Nickols of KY 4:07PM September 11, 2008

The target date funds are great for specifiic people. I run into employees all the time that do not know much about investing and don't even know where to begin when it comes to allocating their company retirement plan assets. Rather than choosing some arbitrary allocation (or defaulting to stable value or equivalent), these people have the option to put their money into a fund that will become more conservative as retirement approaches.

I still recommend that these funds are watched over time and changed to another target date fund if the previous fund was too conservative or aggressive. An important thing to remember is a huge chunk of qualified retirement assets out there will not change or be rebalanced until distribution. That being said, those particular investors are usually much better off in a target date fund (even if the proper stock/bond allocation is off by 5-15%) than they are in the stable value for 30 years or a 100% equity portfolio through retirement.

If you are an experienced and somewhat active investor, I believe you will always be able to more closely match your personal risk tolerance to your investments if you choose the funds yourself.
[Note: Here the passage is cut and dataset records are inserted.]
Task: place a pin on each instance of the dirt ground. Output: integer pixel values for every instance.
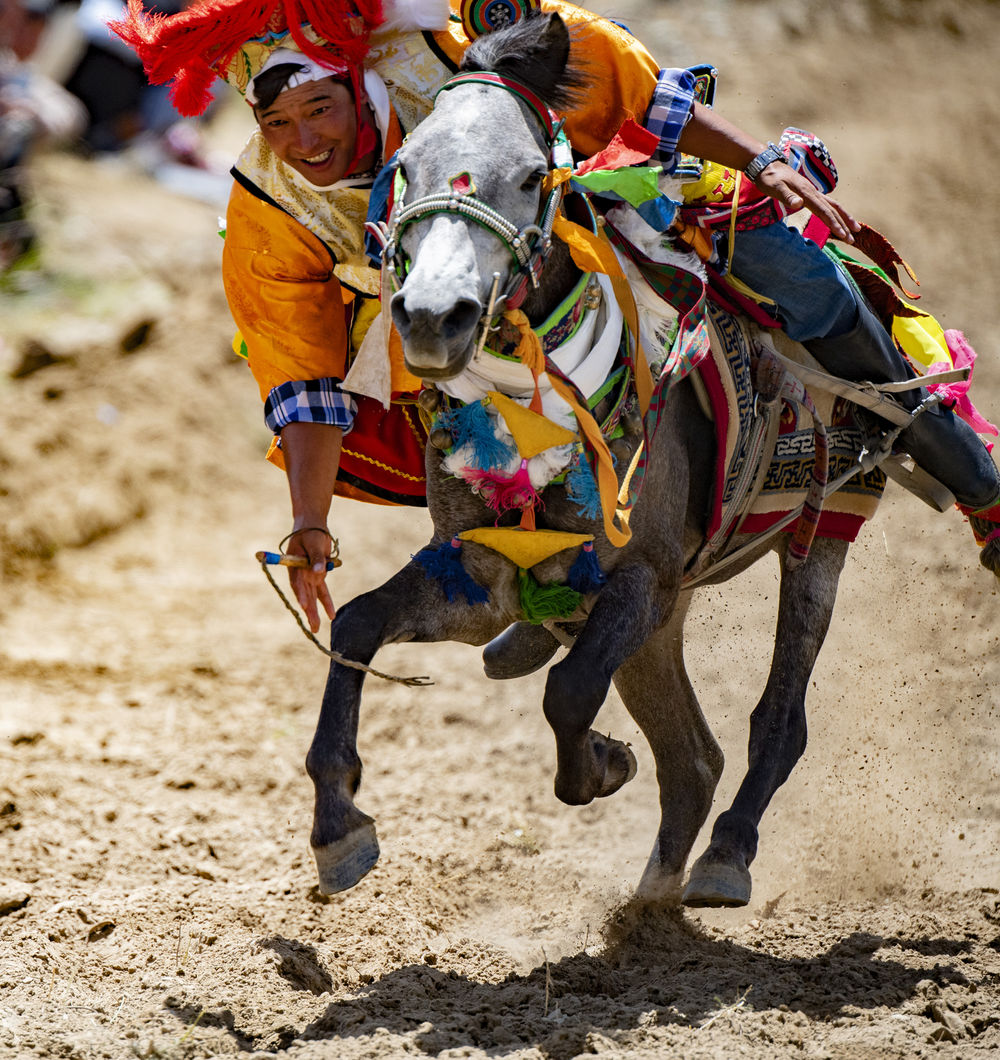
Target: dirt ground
(157, 891)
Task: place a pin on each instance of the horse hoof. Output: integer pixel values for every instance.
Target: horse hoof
(520, 650)
(717, 884)
(620, 769)
(345, 863)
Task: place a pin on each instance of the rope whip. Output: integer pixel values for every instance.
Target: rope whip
(272, 558)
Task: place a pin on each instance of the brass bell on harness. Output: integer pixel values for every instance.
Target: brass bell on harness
(441, 439)
(428, 400)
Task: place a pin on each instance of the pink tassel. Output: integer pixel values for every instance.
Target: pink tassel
(955, 394)
(504, 492)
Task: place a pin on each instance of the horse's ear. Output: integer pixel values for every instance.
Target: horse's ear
(554, 42)
(534, 51)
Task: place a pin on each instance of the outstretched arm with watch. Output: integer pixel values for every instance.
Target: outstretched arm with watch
(707, 135)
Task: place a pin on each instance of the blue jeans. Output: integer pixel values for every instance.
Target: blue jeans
(819, 307)
(813, 297)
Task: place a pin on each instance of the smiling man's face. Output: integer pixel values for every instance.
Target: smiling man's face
(313, 128)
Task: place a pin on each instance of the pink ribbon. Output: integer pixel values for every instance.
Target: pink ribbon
(955, 394)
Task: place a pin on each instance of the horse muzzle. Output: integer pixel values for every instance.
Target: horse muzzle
(438, 333)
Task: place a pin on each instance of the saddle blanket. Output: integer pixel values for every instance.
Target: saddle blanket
(726, 377)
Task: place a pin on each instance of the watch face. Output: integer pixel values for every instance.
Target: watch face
(484, 16)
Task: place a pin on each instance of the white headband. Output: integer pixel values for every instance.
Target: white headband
(312, 71)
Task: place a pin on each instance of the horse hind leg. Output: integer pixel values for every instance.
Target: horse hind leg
(777, 728)
(655, 689)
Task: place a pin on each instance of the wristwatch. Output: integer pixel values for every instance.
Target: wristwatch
(770, 154)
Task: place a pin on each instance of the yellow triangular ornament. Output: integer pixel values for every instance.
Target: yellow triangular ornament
(532, 433)
(525, 548)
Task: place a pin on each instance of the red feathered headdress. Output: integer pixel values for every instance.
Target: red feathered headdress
(232, 38)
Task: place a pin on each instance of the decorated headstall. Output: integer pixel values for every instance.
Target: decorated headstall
(529, 246)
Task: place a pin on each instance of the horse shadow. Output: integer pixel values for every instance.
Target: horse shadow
(656, 967)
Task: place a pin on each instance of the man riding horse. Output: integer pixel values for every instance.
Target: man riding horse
(334, 87)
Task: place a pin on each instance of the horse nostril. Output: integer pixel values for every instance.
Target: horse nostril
(461, 319)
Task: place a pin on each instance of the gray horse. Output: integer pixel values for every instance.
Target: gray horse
(631, 631)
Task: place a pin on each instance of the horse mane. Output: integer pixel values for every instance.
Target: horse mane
(536, 52)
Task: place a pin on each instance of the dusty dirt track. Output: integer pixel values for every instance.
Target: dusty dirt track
(156, 888)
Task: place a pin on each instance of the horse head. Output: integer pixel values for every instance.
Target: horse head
(469, 230)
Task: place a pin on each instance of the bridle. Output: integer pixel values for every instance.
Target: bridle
(529, 245)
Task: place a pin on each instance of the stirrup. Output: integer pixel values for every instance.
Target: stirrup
(902, 471)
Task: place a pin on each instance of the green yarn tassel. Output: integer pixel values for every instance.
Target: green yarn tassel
(541, 602)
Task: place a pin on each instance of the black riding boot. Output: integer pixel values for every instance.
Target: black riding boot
(940, 442)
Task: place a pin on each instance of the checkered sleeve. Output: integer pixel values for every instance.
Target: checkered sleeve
(309, 401)
(672, 103)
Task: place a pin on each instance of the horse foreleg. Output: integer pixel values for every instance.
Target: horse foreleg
(655, 689)
(406, 607)
(588, 764)
(777, 727)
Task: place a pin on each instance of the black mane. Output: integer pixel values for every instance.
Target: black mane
(533, 51)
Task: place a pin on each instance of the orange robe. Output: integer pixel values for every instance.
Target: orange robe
(299, 320)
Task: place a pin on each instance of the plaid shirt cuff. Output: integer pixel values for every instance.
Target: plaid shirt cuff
(309, 401)
(670, 110)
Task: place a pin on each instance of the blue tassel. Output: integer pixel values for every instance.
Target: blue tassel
(443, 565)
(472, 425)
(582, 488)
(585, 575)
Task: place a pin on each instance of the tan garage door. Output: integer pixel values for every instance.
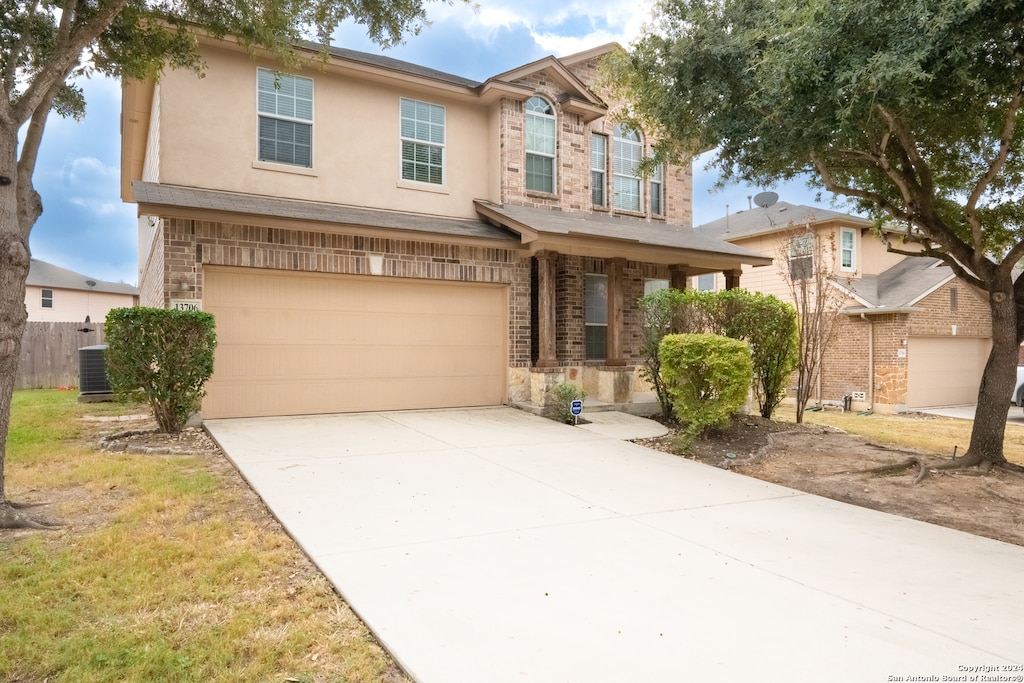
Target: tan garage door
(945, 371)
(307, 343)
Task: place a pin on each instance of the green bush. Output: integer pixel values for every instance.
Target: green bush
(708, 377)
(562, 395)
(765, 322)
(163, 357)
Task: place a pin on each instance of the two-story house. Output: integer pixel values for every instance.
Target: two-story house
(375, 235)
(910, 334)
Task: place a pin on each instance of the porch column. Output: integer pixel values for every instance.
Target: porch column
(547, 356)
(614, 268)
(678, 275)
of VA 11:18AM June 09, 2008

The absurd conclusions of these bull market geniuses is fertile ground for breach of fiduciary duty lawsuits when their "stocks always do best" mantra fails like it did last Friday as the venerable Dow shed 400 points. Timing is everything. Those that can't do it well rely on the pretense they should always buy stocks and hold.

As stated by the great John Maynard Keynes 'in the long run were all dead'.

As a matter of safety; the default "investmnet" should be riskless [i.e. neither stocks or bonds], as bonds can be equally erratic.

buck of TX 12:42AM June 09, 2008

You can always switch to another investment, such as a target-date fund with a date that is earlier or later than the original date you chose..

IMO, many of the target-date funds are too conservative. Equities are a necessary component for those who are planning for a long retirement - in many cases, especially for those who are retiring in their 50s, they need to plan for 30 - 40 years in retirement.

aj485 of TX 8:49AM May 27, 2008

You can always switch to another investment, such as a target-date fund with a date that is earlier or later than the original date you chose..

IMO, many of the target-date funds are too conservative. Equities are a necessary component for those who are planning for a long retirement - in many cases, especially for those who are retiring in their 50s, they need to plan for 30 - 40 years in retirement.